Les faits.
Une SNC était composée de deux associés, tous deux gérants. Les statuts prévoyaient que les décisions des associés devaient être adoptées à l’unanimité et qu’elles pouvaient être prises en assemblée générale ou, au choix des gérants, par voie de consultation écrite, sauf pour l’approbation des comptes ou si un associé demandait la réunion d’une assemblée.
En cas de consultation écrite, le texte des résolutions proposées était envoyé aux associés, qui étaient considérés avoir accepté la décision s’ils n’avaient pas fait parvenir leur réponse dans un délai de 15 jours.
L’un des associés convoqua une assemblée ayant notamment pour objet de révoquer l’autre de ses fonctions de gérant et lui envoya un formulaire de vote par correspondance.
L’associé convoqué, ne pouvant se rendre à l’assemblée, renvoya le formulaire de vote plus de 15 jours après l’avoir reçu.
L’associé présent à l’assemblée considéra que la décision de révocation était adoptée et la fit inscrire au registre du commerce et des sociétés.
L’associé révoqué contesta cette décision et demanda son annulation.
La solution.
La cour d’appel annula l’assemblée et la décision de révocation, estimant que les statuts n’autorisaient pas le vote par correspondance à une assemblée. La Cour de cassation confirma cette solution, en rappelant les principes suivants :
- Les statuts d’une SNC fixent les règles de fonctionnement des assemblées des associés et peuvent prévoir que les décisions collectives sont prises par voie de consultation écrite selon des modalités qu’ils fixent
- La consultation écrite et la tenue d’une assemblée sont deux modes de prise des décisions collectives distincts. En cas de consultation écrite, aucune assemblée n’est convoquée et les associés se prononcent par écrit sur les résolutions proposées.

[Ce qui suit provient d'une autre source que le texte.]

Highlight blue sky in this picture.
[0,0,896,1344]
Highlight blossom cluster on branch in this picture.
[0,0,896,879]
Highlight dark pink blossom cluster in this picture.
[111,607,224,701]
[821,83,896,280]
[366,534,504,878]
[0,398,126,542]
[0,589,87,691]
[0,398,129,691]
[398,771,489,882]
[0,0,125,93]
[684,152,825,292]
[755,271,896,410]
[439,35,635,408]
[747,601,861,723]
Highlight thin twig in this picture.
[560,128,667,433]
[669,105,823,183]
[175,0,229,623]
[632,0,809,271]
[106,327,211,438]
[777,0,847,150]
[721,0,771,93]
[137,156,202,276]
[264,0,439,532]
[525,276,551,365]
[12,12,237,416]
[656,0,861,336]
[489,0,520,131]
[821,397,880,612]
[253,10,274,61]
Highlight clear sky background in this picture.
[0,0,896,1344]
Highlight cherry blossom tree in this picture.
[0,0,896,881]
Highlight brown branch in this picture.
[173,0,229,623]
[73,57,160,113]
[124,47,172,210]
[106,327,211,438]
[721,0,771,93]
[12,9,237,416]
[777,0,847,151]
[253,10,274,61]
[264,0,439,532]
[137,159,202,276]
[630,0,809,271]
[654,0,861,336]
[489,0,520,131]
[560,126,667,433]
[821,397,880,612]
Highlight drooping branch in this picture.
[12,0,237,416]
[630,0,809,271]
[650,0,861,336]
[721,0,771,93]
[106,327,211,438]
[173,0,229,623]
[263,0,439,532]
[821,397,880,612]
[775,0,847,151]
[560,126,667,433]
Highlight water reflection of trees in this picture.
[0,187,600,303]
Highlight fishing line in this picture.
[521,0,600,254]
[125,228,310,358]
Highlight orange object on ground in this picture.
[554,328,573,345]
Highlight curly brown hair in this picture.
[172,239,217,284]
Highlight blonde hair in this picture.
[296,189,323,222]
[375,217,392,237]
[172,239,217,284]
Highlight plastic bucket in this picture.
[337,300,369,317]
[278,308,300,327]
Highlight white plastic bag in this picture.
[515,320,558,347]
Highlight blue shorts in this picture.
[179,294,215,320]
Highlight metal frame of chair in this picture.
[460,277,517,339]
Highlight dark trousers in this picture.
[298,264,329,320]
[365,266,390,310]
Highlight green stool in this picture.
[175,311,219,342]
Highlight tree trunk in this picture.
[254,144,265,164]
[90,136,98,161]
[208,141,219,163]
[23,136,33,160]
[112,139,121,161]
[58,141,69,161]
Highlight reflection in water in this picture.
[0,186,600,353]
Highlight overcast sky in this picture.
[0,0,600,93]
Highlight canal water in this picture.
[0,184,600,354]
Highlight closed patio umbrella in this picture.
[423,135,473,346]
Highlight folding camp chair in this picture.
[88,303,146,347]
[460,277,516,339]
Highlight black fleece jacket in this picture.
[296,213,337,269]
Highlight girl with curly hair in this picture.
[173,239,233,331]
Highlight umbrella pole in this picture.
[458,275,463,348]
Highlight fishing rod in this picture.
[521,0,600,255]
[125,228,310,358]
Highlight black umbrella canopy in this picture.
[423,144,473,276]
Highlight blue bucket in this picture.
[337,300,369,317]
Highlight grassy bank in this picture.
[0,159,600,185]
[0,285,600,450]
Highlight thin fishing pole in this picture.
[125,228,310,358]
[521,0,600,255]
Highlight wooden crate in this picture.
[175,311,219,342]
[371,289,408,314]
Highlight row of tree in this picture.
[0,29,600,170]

En cas d’assemblée, les associés se réunissent et votent oralement ou par écrit sur les résolutions soumises au vote
- Le vote par correspondance à une assemblée, par lequel un associé envoie un formulaire de vote avant une assemblée à laquelle il ne peut pas ou ne souhaite pas se rendre, n’est pas prévu par la loi pour les SNC. Il doit donc être expressément autorisé par les statuts et encadré par des modalités précises
- A défaut de clause statutaire prévoyant le vote par correspondance à une assemblée, un associé empêché d’assister à une assemblée ne peut pas voter par correspondance. Il peut seulement se faire représenter par un autre associé, si les statuts le permettent
- Les associés peuvent déroger ponctuellement aux statuts par un accord exprès unanime, mais cet accord ne peut pas avoir pour effet de rendre applicable à un vote par correspondance à une assemblée une clause statutaire prévue exclusivement pour la consultation écrite.
En l’espèce, les statuts de la SNC ne prévoyaient pas la possibilité de voter par correspondance à une assemblée, mais seulement dans le cadre des consultations écrites. L’associé qui avait convoqué l’assemblée n’avait pas reçu dans les délais le formulaire de vote de son coassocié et ne pouvait donc pas le considérer comme ayant voté en faveur de sa révocation.
La décision de révocation n’avait donc pas été adoptée à l’unanimité des associés, comme l’exigeaient les statuts.
Conclusion.
Cet arrêt illustre la nécessité pour les associés de SNC de rédiger avec soin les statuts de leur société et de prévoir les modalités de prise des décisions collectives.
Le vote par correspondance à une assemblée n’est pas une faculté légale pour les SNC, contrairement aux sociétés anonymes ou aux sociétés en commandite par actions.
Il doit être expressément prévu par les statuts et respecter les conditions fixées par ceux-ci.
A défaut, les associés ne peuvent pas y recourir, sauf à conclure un accord exprès unanime pour déroger aux statuts.
Cette solution est également applicable aux autres formes sociales dont le fonctionnement est laissé à la liberté statutaire, comme les sociétés par actions simplifiées ou les sociétés civiles.